In 2000, you could build a smartphone (like a BlackBerry or a Pocket PC phone) – a device combining calls with email, calendar, and basic web Browse, likely with a physical keyboard or stylus. But the seamless, touch-driven, media-rich, always-connected experience of the iPhone wasn’t possible yet because the critical enabling technologies and the specific level of integration weren’t mature or affordable enough.

When Did It All Come Together?

The technologies that were missing or immature in 2000 converged and matured rapidly in the years leading up to the iPhone’s launch in 2007:

  • ~2004-2006: Capacitive multi-touch display technology became viable for mass production. Flash memory density increased and prices dropped dramatically. 3G networks rolled out more widely.
  • ~2004-2007: Apple internally developed iOS and perfected the integration of hardware, software, and the multi-touch interface. Chip manufacturing allowed for the necessary miniaturization and power efficiency.
  • 2007: The culmination of these advancements arrived as the first iPhone, combining these previously missing/immature pieces into a revolutionary product.
  • 2008: The App Store launched, solidifying the software ecosystem that became central to the smartphone experience.
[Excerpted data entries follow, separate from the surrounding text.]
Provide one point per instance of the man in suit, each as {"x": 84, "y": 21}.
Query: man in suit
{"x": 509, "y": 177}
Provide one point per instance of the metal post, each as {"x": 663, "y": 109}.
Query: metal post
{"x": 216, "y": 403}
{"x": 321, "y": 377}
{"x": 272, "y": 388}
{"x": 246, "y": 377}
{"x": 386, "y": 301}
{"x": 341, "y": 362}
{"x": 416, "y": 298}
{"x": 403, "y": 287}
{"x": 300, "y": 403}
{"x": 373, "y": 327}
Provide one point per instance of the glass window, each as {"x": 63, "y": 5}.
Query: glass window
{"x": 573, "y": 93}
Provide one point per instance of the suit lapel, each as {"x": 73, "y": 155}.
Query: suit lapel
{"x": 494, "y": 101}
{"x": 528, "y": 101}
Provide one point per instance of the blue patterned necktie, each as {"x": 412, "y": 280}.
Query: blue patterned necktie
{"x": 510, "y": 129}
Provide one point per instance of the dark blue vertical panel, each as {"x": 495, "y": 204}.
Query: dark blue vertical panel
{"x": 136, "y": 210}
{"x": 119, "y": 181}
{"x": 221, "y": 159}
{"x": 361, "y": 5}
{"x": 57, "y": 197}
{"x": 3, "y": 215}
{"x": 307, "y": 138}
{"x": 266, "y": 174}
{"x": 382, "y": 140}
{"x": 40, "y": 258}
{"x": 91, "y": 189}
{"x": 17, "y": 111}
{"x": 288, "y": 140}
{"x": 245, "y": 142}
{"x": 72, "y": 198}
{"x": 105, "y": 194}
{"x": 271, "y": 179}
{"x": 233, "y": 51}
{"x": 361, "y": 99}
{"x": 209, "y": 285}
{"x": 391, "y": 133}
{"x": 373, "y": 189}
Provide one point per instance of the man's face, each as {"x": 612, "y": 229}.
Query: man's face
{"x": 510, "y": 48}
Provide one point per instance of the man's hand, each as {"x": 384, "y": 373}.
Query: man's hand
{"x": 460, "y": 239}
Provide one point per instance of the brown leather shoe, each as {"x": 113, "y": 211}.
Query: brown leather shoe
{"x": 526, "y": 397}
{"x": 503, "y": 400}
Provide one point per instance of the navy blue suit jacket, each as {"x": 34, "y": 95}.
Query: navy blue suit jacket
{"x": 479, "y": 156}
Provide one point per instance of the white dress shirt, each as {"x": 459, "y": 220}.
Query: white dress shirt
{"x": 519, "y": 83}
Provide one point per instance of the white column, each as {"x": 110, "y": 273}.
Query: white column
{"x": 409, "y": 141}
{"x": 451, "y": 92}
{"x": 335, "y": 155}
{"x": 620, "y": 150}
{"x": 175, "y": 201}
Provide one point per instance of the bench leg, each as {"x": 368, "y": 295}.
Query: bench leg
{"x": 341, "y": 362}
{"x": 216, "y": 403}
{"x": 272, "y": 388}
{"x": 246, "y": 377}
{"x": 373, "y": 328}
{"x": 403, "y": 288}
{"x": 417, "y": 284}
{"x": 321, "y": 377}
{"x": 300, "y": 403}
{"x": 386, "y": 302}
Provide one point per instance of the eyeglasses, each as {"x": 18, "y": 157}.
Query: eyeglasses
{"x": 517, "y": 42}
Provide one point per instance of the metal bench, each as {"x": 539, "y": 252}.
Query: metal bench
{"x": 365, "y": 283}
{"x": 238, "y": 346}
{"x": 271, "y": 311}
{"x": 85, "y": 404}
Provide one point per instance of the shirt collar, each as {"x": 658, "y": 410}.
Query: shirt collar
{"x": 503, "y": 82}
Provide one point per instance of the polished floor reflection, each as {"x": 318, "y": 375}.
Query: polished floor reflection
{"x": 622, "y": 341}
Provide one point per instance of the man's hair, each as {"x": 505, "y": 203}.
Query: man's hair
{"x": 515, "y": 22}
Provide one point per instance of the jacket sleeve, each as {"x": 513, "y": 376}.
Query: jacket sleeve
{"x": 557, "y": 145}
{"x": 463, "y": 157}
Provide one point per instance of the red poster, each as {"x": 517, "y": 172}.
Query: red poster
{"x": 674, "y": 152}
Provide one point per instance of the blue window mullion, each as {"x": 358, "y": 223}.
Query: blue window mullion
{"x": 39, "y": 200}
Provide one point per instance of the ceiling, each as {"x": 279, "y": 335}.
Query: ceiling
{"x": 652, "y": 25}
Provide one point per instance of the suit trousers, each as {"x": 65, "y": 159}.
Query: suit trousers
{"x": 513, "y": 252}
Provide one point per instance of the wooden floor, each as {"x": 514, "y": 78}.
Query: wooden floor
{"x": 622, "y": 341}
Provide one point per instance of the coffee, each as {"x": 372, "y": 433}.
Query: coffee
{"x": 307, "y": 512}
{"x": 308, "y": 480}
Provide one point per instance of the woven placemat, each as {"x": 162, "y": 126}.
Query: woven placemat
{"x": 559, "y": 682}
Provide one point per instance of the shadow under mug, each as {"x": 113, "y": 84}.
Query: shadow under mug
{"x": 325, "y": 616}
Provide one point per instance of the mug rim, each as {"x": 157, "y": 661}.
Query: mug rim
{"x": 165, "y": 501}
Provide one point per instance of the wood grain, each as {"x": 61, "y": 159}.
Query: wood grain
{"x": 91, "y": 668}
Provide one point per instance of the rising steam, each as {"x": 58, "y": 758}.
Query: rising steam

Looking back from 2025, it’s incredible to see how quickly technology evolved. What was pure fantasy in 1900 became a bulky, impossible dream in 1950, a collection of nearly-ready parts in 2000, and finally, a reality in 2007. The journey of the iPhone isn’t just a product story; it’s a testament to the accelerating pace of scientific discovery and engineering innovation over the last century.